Aber immer wieder blieben wir stehen. Wir kamen dem See näher, die Kälte war mittlerweile egal und ich ignorierte meine schmerzenden Waden. Am See selbst stimmte ich von Edward 'Castle on the Hill' an und zu meiner Überraschung stieg Niall im Refrain mit ein.

Sein: „I'm on my way. Driving at 90 down those country lanes. Singing to "Tiny Dancer" and I miss the way you make me feel, and it's real. We watched the sunset over the castle on the hill", klang komplett anders als meines.

Dominanter und kräftiger, aber das war egal. Unsere Stimmen passten null zusammen und niemanden scherte es. Denn es war nicht wichtig. Viel mehr beflügelte es mich, dass Niall versuchte die Stimme wieder mehr zu nutzen. So, wie er es früher getan hatte.

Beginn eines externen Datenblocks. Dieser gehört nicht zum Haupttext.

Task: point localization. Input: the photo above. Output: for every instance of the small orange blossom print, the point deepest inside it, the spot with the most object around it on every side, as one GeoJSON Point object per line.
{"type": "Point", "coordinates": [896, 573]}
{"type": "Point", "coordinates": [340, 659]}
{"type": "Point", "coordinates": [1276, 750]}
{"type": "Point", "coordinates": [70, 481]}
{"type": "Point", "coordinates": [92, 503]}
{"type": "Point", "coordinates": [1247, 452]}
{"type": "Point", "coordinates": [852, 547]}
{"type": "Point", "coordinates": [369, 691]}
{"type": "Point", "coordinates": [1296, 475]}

„Fifteen years old and smoking hand-rolled cigarettes. Running from the law through the backfields and getting drunk with my friends", dröhnte Niall und sorgte dafür, dass ich eine Pirouette unter seinen Arm hindurch machte. Überschwänglich beendete ich die Strophe mit: „Had my first kiss on a Friday night, I don't reckon that I did it right. But I was younger then, take me back to when we found weekend jobs, when we got paid. We'd buy cheap spirits and drink them straight."

Lachend und gut gelaunt stolperten wir den Weg entlang und schließlich stellte Niall fest: „Ein Duett von uns würde sich nicht sehr gut verkaufen."

„Du wolltest doch eh nie wieder auf die Bühne", stichelte ich und er stieß mich in die Seite, sodass ich stolperte. „Hey, das waren deine eigenen Worte."

„Und du nimmst sie auch direkt immer ernst?", fragte er ungläubig. Ich sah ihn an und konnte nicht anders als zu grinsen: „Natürlich. Es tut ja sonst keiner."

Ich sah Niall an, dass er zum Gegenschlag ausholen wollte, aber etwas unterbrach uns. Belustigt sah ich ihn an: „Du hast dein Handy bis zum Gipfel mitgeschlappt? Da gab's doch sicher nicht mal Empfang."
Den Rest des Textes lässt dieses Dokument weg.